S.V.P. I’m just adding my opinion: Second Contingent CEF 42 Inf. BATT., was not the Black Watch or any connection to 5th Regt RHC in those times, 
raised in “4th Divisional Area,” not forgetting the “legal Attested” matter; the lines indicated in Expeditionary Force War Establishments, 1914 (pp. 121-126). 
Considering it took the Otter Committee, decades of grief, “come hell or high water,” establishing a connection, only unfolded in 1st Jan 1930 renamed BW RHC. 
Unlike “Mother’s” first offspring, 13th BATT which was a fusion of “4 parent regiments,” I believe, however haven’t looked for the documentation, the 42nd only consisted 
of one “Parent Regiment,” while the enrollment office was at 5th Regt RHC Armoury O.R., they came from far and wide, even Americans enlisted. 

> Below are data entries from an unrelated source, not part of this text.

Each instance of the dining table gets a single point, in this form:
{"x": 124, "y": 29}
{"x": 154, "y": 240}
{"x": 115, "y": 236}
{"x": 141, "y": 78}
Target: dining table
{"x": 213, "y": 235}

S.V.P. I know the status quo for 13th consisted at first of one, (see CEFresearch) then it was uncovered 3 parent regiments contributed at VC 1914. 
I haven't published the paper on my blog yet and yes have evidence supporting my comment, will be revealed when posted.

Just my thoughts.

Joseph


----------



## jollyjacktar (18 Apr 2016)

There was a veteran of the 42nd whom was a friend of the family when I was a young teen.  He told my Dad that their unit was quite popular with ladies when they were boarding the trains heading for the channel.  The Highlanders liked to dive on through windows etc, which caused many a kilt to go northwards and give a free show, much to the delight of all (officers and Snr NCO excepted).  A bit of an animal show, apparently.   ;D


----------